Thursday, April 25, 2013

Fire Escape (Angles) by Ayla Rogers


Fire Escape by Ayla Rogers 


A mosaic of brick-colored mudstones—
Held together by what?
A sufficiently viscous grit?:
Minute pebbles
With a unique affinity for each other,
Bound together
In a seemingly unshakable lock
By the temporal surface-tension amongst them.

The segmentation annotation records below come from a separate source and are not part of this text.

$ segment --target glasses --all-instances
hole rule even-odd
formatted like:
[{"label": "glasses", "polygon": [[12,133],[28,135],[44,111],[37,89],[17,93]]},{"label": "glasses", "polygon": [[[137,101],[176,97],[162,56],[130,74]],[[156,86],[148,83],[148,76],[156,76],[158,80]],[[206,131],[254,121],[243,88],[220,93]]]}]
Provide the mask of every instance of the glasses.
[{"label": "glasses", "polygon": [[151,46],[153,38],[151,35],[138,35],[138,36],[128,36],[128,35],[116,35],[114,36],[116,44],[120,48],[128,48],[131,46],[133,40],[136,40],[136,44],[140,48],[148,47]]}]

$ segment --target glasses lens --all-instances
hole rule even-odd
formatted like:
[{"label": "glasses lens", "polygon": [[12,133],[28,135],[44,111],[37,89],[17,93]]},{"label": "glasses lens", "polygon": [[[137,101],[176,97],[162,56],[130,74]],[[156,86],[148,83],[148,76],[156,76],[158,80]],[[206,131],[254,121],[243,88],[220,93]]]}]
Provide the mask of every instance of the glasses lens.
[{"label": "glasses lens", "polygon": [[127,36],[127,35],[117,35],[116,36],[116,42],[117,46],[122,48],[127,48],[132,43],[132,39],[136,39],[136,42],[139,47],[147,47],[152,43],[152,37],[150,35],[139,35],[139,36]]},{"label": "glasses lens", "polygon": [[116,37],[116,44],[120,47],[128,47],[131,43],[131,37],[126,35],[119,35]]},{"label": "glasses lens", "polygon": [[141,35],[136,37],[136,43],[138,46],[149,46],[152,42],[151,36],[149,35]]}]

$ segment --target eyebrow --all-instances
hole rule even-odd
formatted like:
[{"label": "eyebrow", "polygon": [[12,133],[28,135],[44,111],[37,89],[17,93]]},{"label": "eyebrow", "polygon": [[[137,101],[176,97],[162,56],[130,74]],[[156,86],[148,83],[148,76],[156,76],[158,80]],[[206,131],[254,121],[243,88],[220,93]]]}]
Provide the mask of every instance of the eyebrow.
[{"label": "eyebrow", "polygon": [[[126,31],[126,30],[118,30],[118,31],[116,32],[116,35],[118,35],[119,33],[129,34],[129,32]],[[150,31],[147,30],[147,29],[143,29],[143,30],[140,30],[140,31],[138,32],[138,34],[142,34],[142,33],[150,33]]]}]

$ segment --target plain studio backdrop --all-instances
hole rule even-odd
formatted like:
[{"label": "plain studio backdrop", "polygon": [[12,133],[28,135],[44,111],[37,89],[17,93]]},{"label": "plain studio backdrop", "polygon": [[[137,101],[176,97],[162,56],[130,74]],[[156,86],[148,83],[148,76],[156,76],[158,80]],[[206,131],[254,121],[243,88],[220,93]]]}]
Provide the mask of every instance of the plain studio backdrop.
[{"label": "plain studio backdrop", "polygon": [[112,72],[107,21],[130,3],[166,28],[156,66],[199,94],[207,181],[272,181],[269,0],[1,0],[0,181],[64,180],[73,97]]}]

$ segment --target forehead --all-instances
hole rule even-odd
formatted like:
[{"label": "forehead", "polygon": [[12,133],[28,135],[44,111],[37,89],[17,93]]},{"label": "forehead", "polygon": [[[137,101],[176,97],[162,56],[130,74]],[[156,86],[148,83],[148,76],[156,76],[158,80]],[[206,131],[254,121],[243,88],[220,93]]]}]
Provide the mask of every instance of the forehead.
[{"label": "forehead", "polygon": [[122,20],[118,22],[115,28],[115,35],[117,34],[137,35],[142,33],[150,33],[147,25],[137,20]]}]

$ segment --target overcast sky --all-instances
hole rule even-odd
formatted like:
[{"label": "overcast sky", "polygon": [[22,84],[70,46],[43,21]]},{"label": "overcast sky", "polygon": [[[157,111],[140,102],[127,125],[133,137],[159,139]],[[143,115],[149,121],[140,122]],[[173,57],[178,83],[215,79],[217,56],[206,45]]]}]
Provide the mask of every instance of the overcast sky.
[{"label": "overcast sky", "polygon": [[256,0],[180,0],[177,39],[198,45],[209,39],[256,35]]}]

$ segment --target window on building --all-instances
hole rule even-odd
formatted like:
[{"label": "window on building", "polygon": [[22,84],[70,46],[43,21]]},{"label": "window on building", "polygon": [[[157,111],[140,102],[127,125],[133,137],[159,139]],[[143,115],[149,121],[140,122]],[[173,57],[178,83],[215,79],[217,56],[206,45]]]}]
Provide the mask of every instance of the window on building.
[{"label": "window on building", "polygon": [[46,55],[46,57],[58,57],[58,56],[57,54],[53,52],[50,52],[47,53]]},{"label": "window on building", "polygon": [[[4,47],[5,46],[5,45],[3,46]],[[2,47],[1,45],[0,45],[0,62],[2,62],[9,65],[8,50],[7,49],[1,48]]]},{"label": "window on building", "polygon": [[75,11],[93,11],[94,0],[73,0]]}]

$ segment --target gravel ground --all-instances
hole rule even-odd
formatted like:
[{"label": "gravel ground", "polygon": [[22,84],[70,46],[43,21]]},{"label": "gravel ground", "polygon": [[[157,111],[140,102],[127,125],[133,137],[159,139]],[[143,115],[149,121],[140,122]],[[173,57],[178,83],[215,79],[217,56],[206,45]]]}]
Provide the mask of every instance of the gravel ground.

Colorful rows of bricks tower high above me—
All ‘brick red,’ but boasting different hues:
Rust, rose, fire,
And blood in the various stages of drying.
The comparisons seem intuitive,
With every reference present in the frame;
Like some designer had an eye for composition,
But disavowed all authorship.

Why call it “fire escape” anyway,
When the whole façade’s already engulfed?
What is it escaping?
I suppose that depends on my perspective,
And the nature of the fire.

From this stone slab, looking up, it reads:
“Escape to somewhere higher,”
Promising some nuanced view.

I know why the builders bolted it here;
I understand the designer’s intent.
Yet when I envision reaching
The elevated platform,
I don’t think on fleeing flames,
But on letting them consume me.
What else is the use of scaling
These cold steel rungs,
If not to feel some profound degree of heat?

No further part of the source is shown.